The figure below shows various cases of device status event production:

!https://docs.google.com/drawings/d/1rzdpZXczW-e59wjIZzyuUHUEHccPOlirA6B3vioM2RQ/pub?w=1062&h=754!

_Figure 2. Status event production for the main deployment cases (OV-1)_

There are 4 main cases of status event production:

* Cabled devices: An agent continuously connected to the device and/or the RSN Observatory Management System (OMS) monitors real-time values and detects and clears alerts. Most agents have parents
* Uncabled devices: Information about these platforms and instrument measurements is related to ION via a data file interfaces, specified in form of IDD documents. Data agents monitor data file directories for new arrivals, parse the files and publish data and events. Event relay lag is dependent on the timeliness of file availability to OOINet. There exist dataset agents for each instrument and on the platform level.

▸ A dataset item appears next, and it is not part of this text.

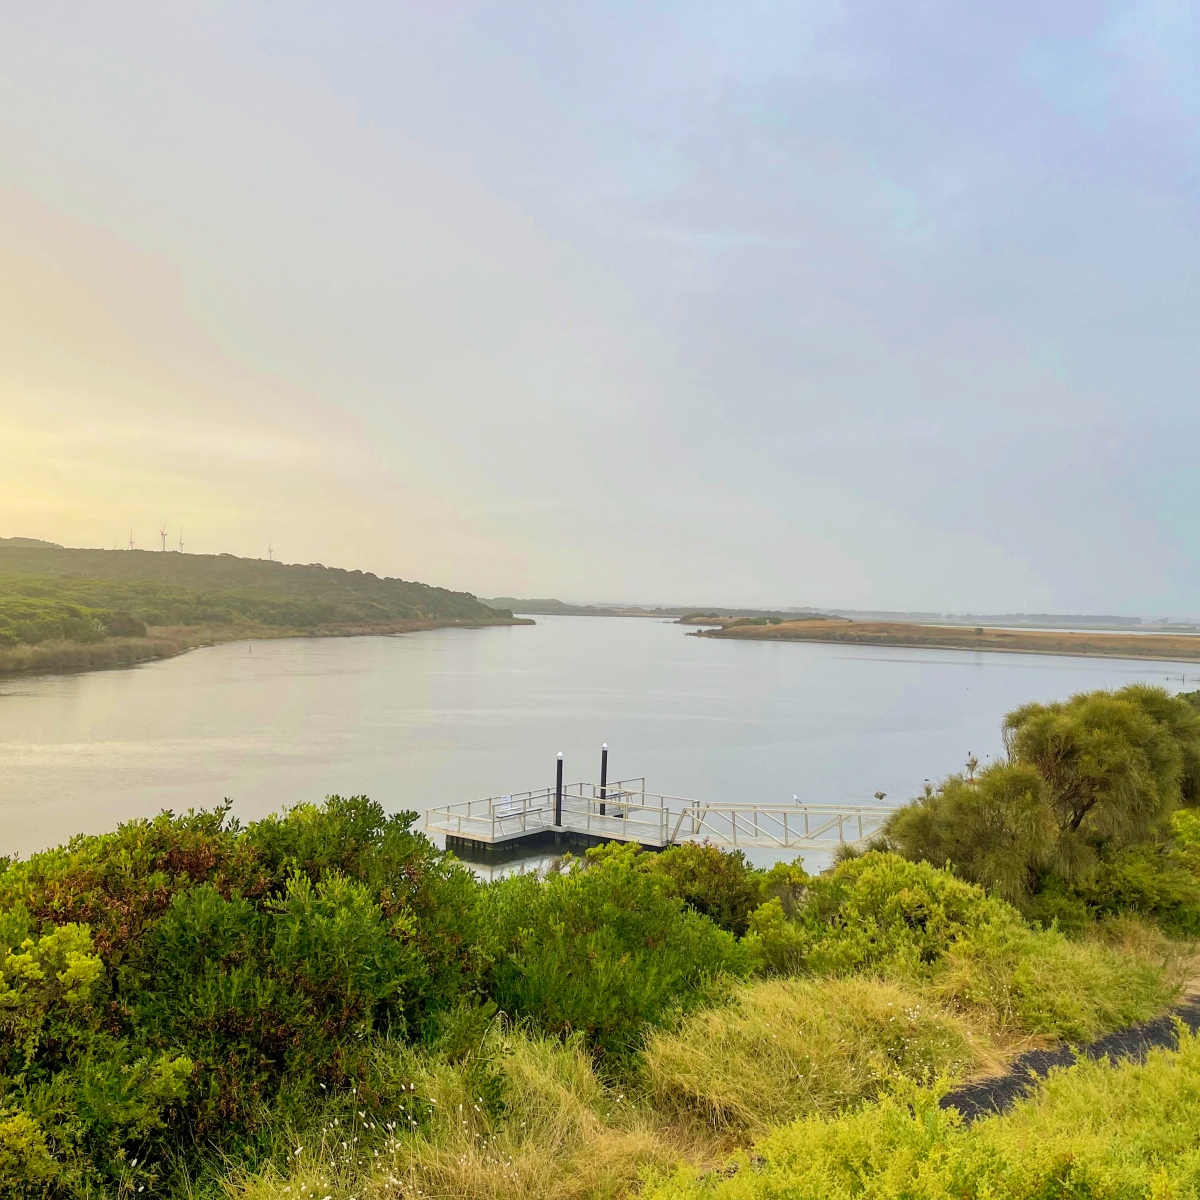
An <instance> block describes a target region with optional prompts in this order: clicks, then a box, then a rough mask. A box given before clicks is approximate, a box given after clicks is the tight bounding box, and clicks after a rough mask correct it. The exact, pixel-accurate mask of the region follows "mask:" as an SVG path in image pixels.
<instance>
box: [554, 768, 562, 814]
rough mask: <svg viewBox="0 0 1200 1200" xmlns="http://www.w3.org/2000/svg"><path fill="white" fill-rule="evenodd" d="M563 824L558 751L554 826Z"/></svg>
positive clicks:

There may be additional detail information associated with a status value or alert level, such as specific values for engineering data, such as voltage levels

h2. Agent Stream Alerts

Agents can be configured to monitor parameters using alert detectors, and emit ALL_CLEAR, WARNING, and ALERT events in case the alert status changes.

See [CIDev:Agent Stream Alerts] for implementation details

h2. Alert Display and Management

Users have 2 ways to be informed about device status events, such as alerts.
# Via the UI, by accessing a status page
# Via the notification (subscription) system with notifications delivered as SMS text messages or emails as configured

The [SA Observatory Management Service|syseng:CIAD SA OV Observatory Management Service] has operations to retrieve observatory status for an Org or Site with all its defined child sites and associated deployed devices. This status computation is performed on status retrieval based on last know status information persisted by the device state persister (see above).